On the state of Egypt
The new ‘infrastructural grandeur’ is covering an uncomfortable truth
Photo courtesy of Wikimedia Commons
After a few years, I have got the chance to visit Egypt again during the summer.
As soon as I left the airport I was struck by the large number of new infrastructures; there were bridges, tunnels and the still to be completed new monorail line, that will connect the capital with the new Government complex .
How good, how beautiful, is Egypt finally coming back to its glory?
Is it going to be able to finally reach the modernity of some of its Arab friends such as the UAE? As much as I enjoyed my ten days stay, a huge feeling of sadness hit me.

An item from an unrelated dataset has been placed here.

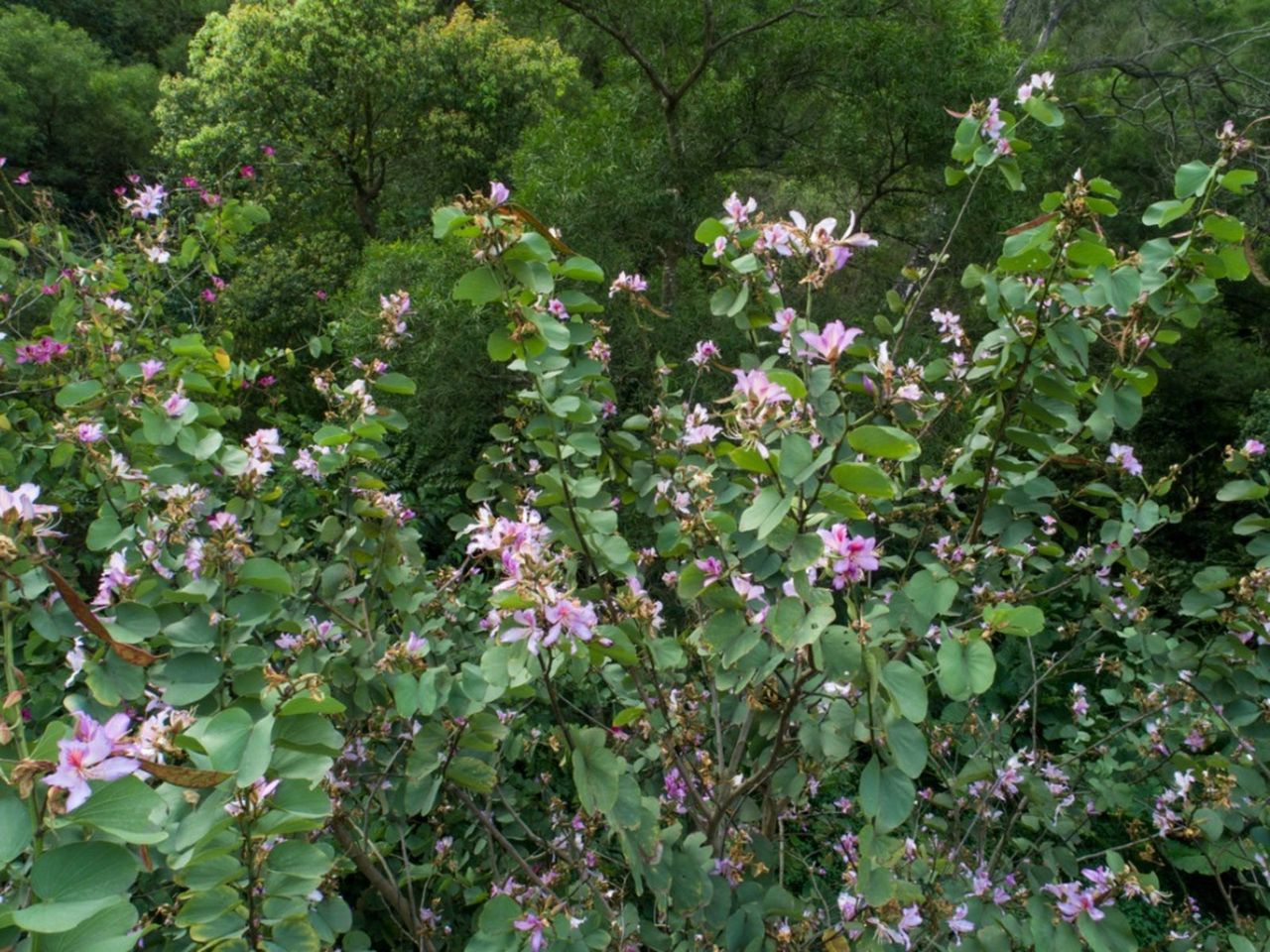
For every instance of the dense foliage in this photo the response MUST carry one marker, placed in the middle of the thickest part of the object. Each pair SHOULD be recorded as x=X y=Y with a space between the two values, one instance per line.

Beneath all this infrastructural grandeur there is a country that is losing its identity and forgetting its history; a man that is steering the ship towards indebtment and chaos, without a vision and without any other purpose than that of staying in power as long as he can. President Sissi -whose image is carefully cured by the immense propagandistic campaign that the Government takes on through pictures and posters in every corner of the country, along with full control of most TV channels, journals, and Media outlets- has taken on a huge personal challenge to modernise the nation through these big investments (most notably the expansion of the Suez Canal). No matter how most of them are actually useful projects to modernise the country and to solve the important problem of overpopulation and traffic -especially in Cairo- they are also just another mean that the Government uses to cover all of its dirty laundry.
Beneath all this infrastructural grandeur there is a country that is losing its identity and forgetting its history
For instance, one of the most notorious example is the despicable work of the National Security Agencies. They continuously target human rights defenders, opposition politicians and other activists through unlawful summons, coercive questioning, extrajudicial probation measures, criminal investigations and unfair prosecutions, adding them to the “list of terrorists”.

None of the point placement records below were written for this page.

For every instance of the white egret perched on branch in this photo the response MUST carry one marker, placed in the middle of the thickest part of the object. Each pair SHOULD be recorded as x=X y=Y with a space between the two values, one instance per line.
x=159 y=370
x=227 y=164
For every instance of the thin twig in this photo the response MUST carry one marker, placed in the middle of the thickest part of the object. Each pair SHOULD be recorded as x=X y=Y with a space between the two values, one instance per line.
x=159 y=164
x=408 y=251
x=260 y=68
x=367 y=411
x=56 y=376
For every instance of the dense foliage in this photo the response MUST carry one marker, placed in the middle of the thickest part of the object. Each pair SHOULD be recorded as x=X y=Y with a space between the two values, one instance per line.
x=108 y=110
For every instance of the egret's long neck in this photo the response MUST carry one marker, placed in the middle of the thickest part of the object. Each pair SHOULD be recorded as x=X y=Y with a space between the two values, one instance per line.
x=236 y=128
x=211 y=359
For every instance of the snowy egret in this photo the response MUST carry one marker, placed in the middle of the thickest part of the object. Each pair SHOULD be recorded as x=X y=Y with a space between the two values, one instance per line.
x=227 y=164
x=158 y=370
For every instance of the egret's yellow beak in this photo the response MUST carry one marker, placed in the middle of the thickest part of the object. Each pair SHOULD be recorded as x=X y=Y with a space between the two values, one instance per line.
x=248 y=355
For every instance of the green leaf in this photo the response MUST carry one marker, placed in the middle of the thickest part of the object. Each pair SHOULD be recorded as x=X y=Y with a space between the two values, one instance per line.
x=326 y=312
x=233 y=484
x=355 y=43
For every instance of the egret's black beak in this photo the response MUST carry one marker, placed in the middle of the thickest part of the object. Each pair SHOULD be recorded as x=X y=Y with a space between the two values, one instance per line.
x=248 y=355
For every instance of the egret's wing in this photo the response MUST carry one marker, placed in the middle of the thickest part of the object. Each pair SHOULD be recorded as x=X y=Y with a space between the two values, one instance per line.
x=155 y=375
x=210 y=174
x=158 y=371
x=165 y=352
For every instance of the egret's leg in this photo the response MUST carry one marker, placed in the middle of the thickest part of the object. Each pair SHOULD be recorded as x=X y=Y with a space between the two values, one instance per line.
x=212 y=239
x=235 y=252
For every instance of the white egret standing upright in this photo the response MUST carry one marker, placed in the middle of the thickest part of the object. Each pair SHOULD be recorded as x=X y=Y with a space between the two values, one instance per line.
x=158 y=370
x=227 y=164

Besides these criminal measures though, what has really upset me was that, while the country is getting into more and more dept, there is still around 27% of the population (nearly 30 million people) that are left under the poverty line.
While the President is building new infrastructures and modernising the country, there is a third of the population that is already left behind.

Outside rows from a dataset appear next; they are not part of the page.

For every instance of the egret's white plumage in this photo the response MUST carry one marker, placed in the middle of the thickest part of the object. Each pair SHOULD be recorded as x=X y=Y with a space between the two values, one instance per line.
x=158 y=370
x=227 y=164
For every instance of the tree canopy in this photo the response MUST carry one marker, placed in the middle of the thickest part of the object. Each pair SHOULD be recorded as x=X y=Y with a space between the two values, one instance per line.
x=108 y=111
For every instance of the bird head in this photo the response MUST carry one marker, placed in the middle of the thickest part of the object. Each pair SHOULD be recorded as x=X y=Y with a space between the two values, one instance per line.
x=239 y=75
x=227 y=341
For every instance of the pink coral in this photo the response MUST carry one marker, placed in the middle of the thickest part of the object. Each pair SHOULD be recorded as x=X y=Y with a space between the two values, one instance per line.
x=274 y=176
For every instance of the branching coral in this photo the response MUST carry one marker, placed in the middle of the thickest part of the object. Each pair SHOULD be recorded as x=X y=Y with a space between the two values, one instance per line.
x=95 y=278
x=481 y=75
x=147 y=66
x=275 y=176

Namely, the barefoot taxi drivers, convinced that if the football national team was to qualify for the World Cup, each Egyptian would receive enough money from the Government to live the rest of his life on a beach. Others are men and women willing to sell anything on the streets just to bring food to their children. Some are young people, who dream of reaching the ‘promised land’, that we simply call Europe.
While the President is building new infrastructures and modernising the country, there is a third of the population that is already left behind
On the other hand, there is a 3% of the population who holds around 85% of the wealth, and it is composed by men and women who thrive in the huge richness that Egypt has to offer. They are able to exploit it as well, or even better than any capitalist in the Western world.
They are the ones that live between compounds protected by 24/7 security and shopping centres, sending their children to overly expensive International Schools.
They seem to live in a completely different world, estranged from what is happening outside, and totally oblivious of what it means to be Egyptian, of what Egyptian culture is.
They are apparently unaware of all the people that, through literature, art, philosophy and politics have made this country the mother of the Arab World.
Plus, there is a great part of the population that forms the Middle class. Once the pillars on which President Nasser wanted to build his idea of a socialist Egypt during the 60s, it has been weakened through time and is now reduced to those who would like to enter that 3% and the ones who fight to not fall under the poverty line
3% of the population who holds around 85% of the wealth, and it is composed by men and women who thrive in the huge richness that Egypt has to offer.
While taking off from Cairo Airport with a huge sense of bitterness, I asked myself: Where are those people who rose in 2011 to break those barriers and chains that are now stronger than ever?
When will the Egyptians take on the streets again to finally take what is theirs and avoid committing the same mistakes of the past? That time will come, as history teaches. It might be tomorrow, or it might be in 30 years, but the Egyptians will take on the streets again to take the system down, and the World will stand still and watch closely. Despite the power that the Gulf countries hold right now thanks to their immense resources, the Arab League meets in Cairo, not Riyadh; Israel-Palestine talks are held in Egypt, not in the UAE.
Egypt is, and will always remain, the keyholder to the Middle East.